A1 Refereed original research article in a scientific journal

Latitudinal divergence of common frog (Rana temporaria) life history traits by natural selection: evidence from a comparison of molecular and quantitative genetic data




AuthorsPalo JU, O'Hara RB, Laugen AT, Laurila A, Primmer CR, Merila J

PublisherBLACKWELL PUBLISHING LTD

Publication year2003

Journal name in sourceMOLECULAR ECOLOGY

Journal acronymMOL ECOL

Volume12

Issue7

First page 1963

Last page1978

Number of pages16

ISSN0962-1083

DOIhttps://doi.org/10.1046/j.1365-294X.2003.01865.x


Abstract
The relative roles of natural selection and direct environmental induction, as well as of natural selection and genetic drift, in creating clinal latitudinal variation in quantitative traits have seldom been assessed in vertebrates.
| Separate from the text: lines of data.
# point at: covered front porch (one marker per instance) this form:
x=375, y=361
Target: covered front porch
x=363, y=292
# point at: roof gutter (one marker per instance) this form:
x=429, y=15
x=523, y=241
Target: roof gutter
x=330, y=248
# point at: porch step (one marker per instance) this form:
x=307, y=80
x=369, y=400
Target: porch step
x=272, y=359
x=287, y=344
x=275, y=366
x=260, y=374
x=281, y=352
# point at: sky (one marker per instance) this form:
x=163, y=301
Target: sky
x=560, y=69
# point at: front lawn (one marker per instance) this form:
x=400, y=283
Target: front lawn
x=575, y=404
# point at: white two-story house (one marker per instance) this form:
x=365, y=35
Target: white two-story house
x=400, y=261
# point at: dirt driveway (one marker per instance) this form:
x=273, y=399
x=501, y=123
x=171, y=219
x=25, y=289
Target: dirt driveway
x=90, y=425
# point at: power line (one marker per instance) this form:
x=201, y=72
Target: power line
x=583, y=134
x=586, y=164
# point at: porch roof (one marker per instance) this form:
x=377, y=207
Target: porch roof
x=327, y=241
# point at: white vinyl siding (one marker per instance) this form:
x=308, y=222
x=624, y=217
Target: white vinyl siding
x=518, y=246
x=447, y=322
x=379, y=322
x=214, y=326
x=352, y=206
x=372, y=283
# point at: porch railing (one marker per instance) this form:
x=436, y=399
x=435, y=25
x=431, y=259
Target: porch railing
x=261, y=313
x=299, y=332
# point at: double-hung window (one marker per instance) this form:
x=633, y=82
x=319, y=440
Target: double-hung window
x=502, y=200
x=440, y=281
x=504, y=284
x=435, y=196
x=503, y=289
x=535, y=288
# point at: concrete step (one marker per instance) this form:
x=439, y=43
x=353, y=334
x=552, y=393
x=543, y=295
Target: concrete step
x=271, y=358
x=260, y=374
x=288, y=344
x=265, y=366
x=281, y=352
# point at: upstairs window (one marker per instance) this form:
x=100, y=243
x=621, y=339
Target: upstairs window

To address these issues, we compared molecular and quantitative genetic differentiation between six common frog (Rana temporaria) populations along an approximately 1600 km long latitudinal gradient across Scandinavia. The degree of population differentiation (Q(ST) approximate to 0.81) in three heritable quantitative traits (age and size at metamorphosis, growth rate) exceeded that in eight (neutral) microsatellite loci (F-ST = 0.24). Isolation by distance was clear for both neutral markers and quantitative traits, but considerably stronger for one of the three quantitative traits than for neutral markers. Q(ST) estimates obtained using animals subjected to different rearing conditions (temperature and food treatments) revealed some environmental dependency in patterns of population divergence in quantitative traits, but in general, these effects were weak in comparison to overall patterns. Pairwise comparisons of F-ST and Q(ST) estimates across populations and treatments revealed that the degree of quantitative trait differentiation was not generally predictable from knowledge of that in molecular markers. In fact, both positive and negative correlations were observed depending on conditions where the quantitative genetic variability had been measured. All in all, the results suggest a very high degree of genetic subdivision both in neutral marker genes and genes coding quantitative traits across a relatively recently (< 9000 years) colonized environmental gradient. In particular, they give evidence for natural selection being the primary agent behind the observed latitudinal differentiation in quantitative traits.